Before Wednesday’s council of ministers’ meeting, President Nikos Christodoulides said the growth of the economy was creating new jobs and increased needs in the labour market in which the unemployment was at a 15-year low of five per cent. This was why he had decided to visit London in May to meet with Cypriots working there, “in order to present an attractive package for their return to Cyprus”.
The president said he would be accompanied by Cypriot and foreign businessmen that are looking for staff and added: “We will go to attempt – and I consider it will be successful – to bring (people) back to our country so we can have a brain gain instead of a brain drain.” While the shortage of low-skilled workers is being addressed by new regulations prepared by the government, solving the restricted supply of people for higher-grade more specialised work is evidently more difficult. So after London, will he also be visiting Athens to offer the many Cypriots working in Greece the same attractive package designed to tackle the brain drain he talked about?
Is Cyprus suffering from a brain drain? It would be very interesting to know how many Cypriot graduates are working abroad, in which countries and to establish the reasons they have chosen not to return to the island. In the past, the main reasons were the relatively low pay, restricted job opportunities and limited scope for professional growth and development. With the arrival of many big foreign firms in Cyprus and the improved management/structure of many local companies these reasons have – more or less – been eliminated, so why are young Cypriots not returning home for work?

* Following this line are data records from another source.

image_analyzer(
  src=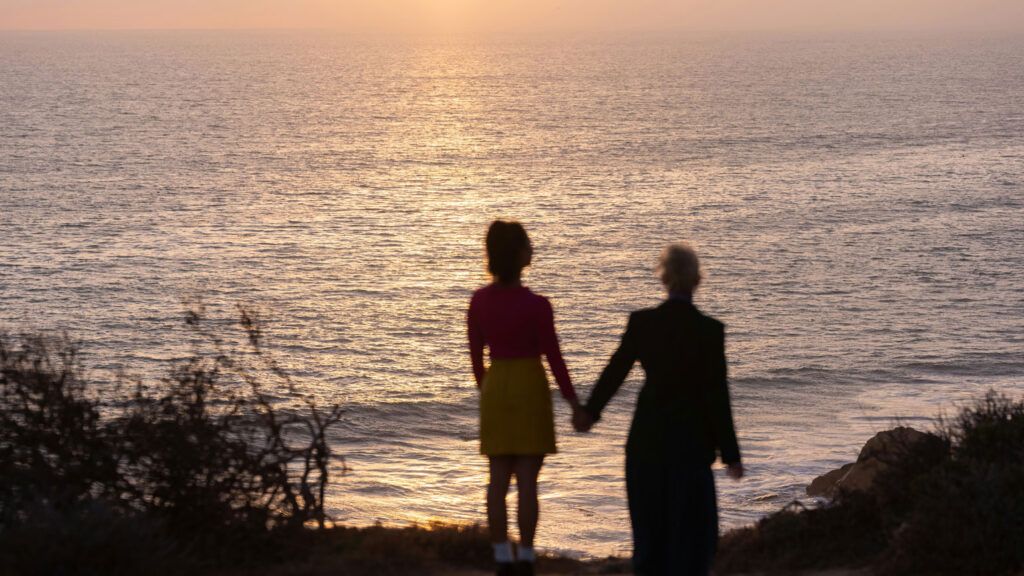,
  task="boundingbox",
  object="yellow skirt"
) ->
[480,358,557,456]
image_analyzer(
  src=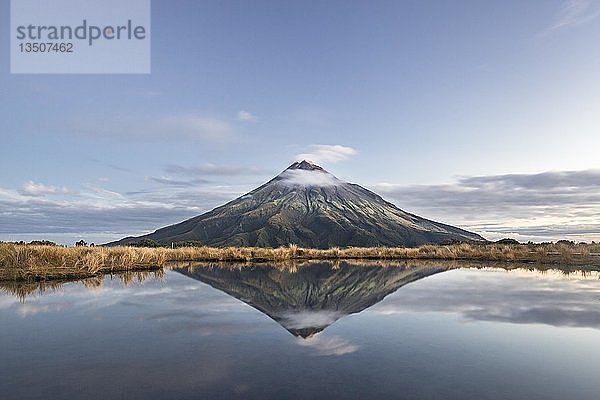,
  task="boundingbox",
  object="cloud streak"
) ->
[63,113,236,142]
[371,170,600,241]
[296,144,358,164]
[368,270,600,329]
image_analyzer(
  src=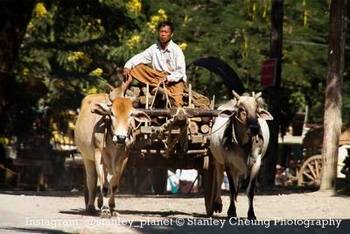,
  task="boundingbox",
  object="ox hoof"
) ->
[100,208,112,219]
[214,202,222,213]
[248,214,256,220]
[86,206,97,215]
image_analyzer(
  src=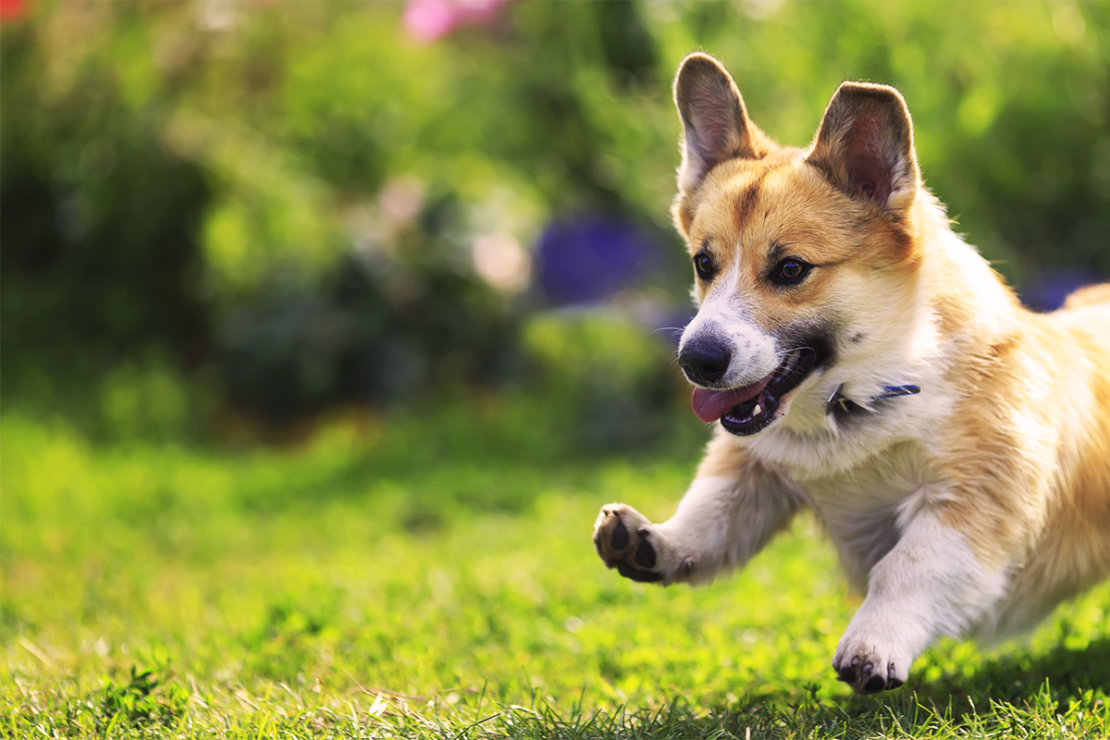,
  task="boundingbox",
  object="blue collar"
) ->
[825,383,921,416]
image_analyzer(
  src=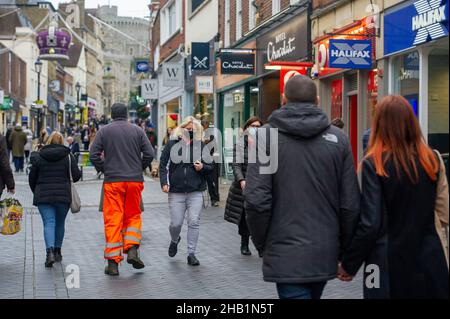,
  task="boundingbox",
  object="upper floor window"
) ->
[272,0,281,15]
[161,0,183,43]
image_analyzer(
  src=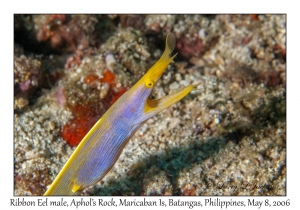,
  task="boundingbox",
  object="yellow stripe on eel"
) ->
[44,33,197,195]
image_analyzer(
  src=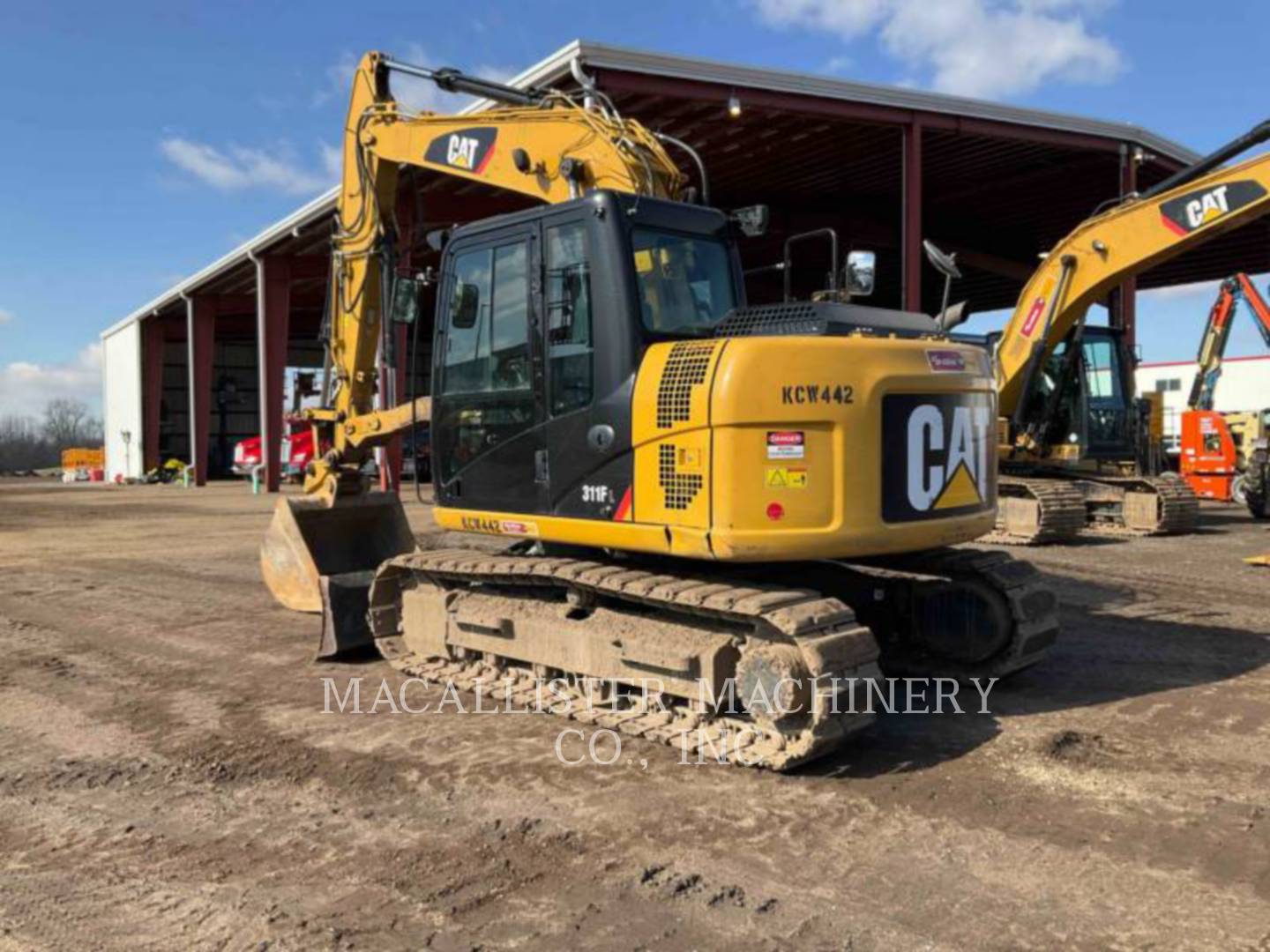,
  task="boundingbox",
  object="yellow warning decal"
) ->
[933,461,983,509]
[763,465,806,488]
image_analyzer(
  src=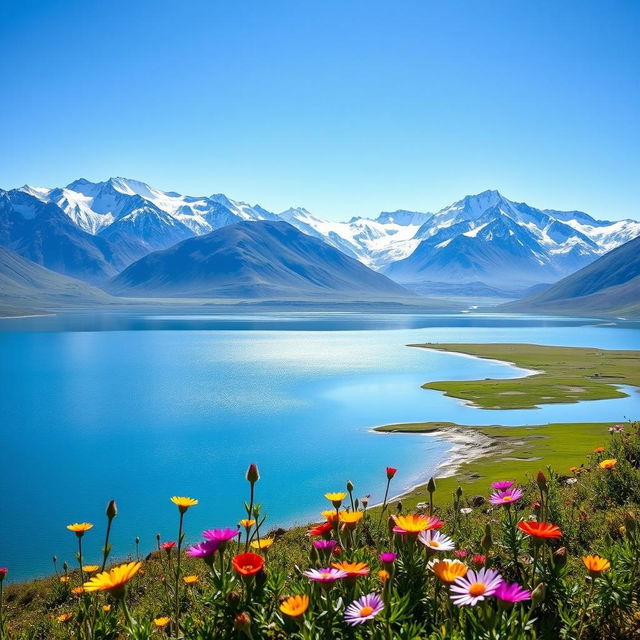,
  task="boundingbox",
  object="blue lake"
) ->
[0,311,640,580]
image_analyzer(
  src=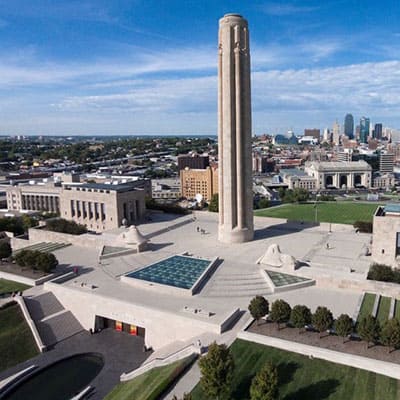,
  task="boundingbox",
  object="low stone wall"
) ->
[120,344,201,382]
[14,296,46,353]
[295,267,400,298]
[0,271,55,286]
[29,228,104,249]
[238,332,400,379]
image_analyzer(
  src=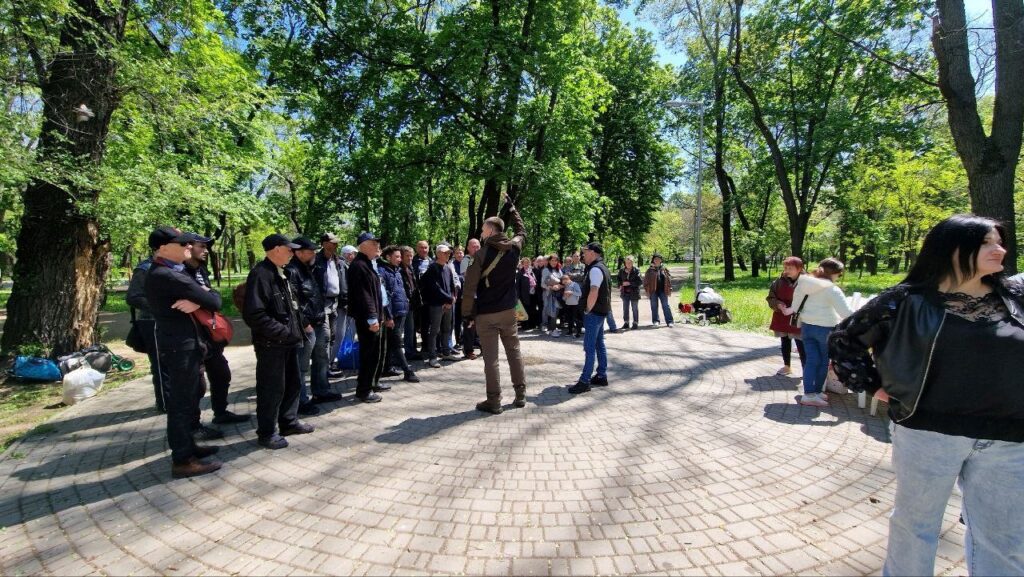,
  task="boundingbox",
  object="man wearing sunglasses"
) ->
[145,226,221,479]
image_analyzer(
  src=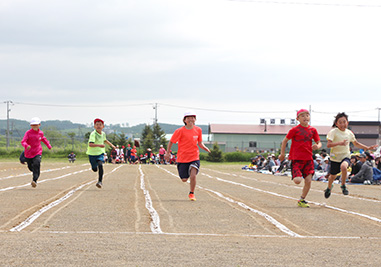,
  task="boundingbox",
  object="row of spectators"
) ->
[242,150,381,184]
[105,144,176,164]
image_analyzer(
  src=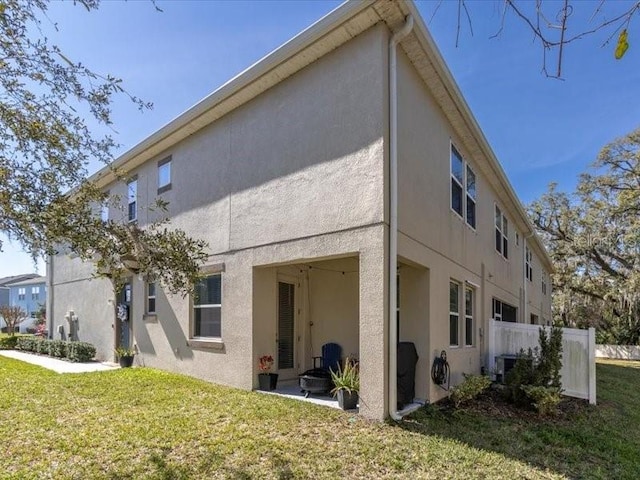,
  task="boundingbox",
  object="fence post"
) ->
[588,327,596,405]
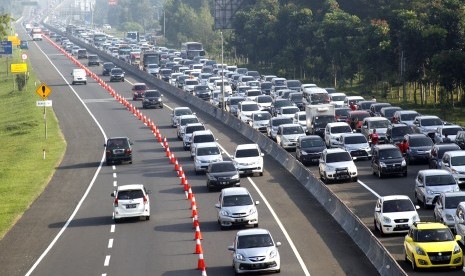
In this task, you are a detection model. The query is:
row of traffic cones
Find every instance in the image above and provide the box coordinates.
[46,33,207,276]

It is doubtful the attractive package that the government will prepare will have the desired effect, because there could be other factors than just pay that causes young Cypriots to choose to work abroad. Living in a big, ‘happening’ city of millions might be taxing but it is also a dynamic and rewarding environment for young people wanting to be intellectually stimulated, to broaden their horizons, engage in a dynamic culture and develop personally or professionally. These options are very limited in a small and isolated island with a very small population that is cut off from the big metropolitan centres of the world. Things have improved significantly in terms of opportunities of professional advancement recently, but the options for go-getting, ambitious youngsters are limited in a small place.
On a more practical level, it is difficult to see what ‘attractive packages’ would lure Cypriots with careers and lives abroad back to the island. Would they be offered tax credits, rent-free accommodation, a lump sum payment, subsidised housing loans, free airline tickets? And would any incentives package not be seen as a form of discrimination against those Cypriots who returned here without being offered anything?
There could be another way of dealing with the brain drain, but it would require more time, more work and much greater political resolve to implement. Its positive effects and benefits for the economy, however, would be much longer lasting, as it could completely reshape our economy. The government must consider dealing with the brain drain that is taking place on the island by hundreds of intelligent and highly qualified graduates taking jobs as public sector bureaucrats and thus becoming net receivers rather than net-contributors to the economy.
The public sector is the main cause of the brain drain President Christodoulides and his government are rightly concerned about. The high wages, guaranteed annual pay rises, iron-clad job security, short working hours, abundance of fringe benefits and obscenely high pensions are too attractive for anyone to resist. The result is that people with the abilities and qualities to make a big contribution to the wealth-producing private sector end up wasting their potential, shuffling files, sitting on committees and under-utilising their intellectual powers. Cyprus society is wasting valuable human resources by offering an obscenely, attractive package for people to work in the economy’s most unproductive sector.
We would have the brain gain the president wants if we reduced the flow of talented people seeking work in the public sector. This, admittedly, would be difficult to achieve as it would require radical reform to make employment in the public sector less attractive, but it could be done. First, the size of the civil service must be reduced and digitalisation could be used to drastically cut numbers; the banks have used digitalisation to radically cut staff numbers and the state could do the same. Pay, work terms, earning potential and pensions for new entrants should be made much less attractive than they are at present, thus discouraging capable individuals from applying for jobs.
Until the mid-1980s, the average earning potential for well-qualified graduates was higher in the private sector. The government should be working to establish this regime now, if it wants to achieve the brain gain that will ensure the long-term growth of the economy.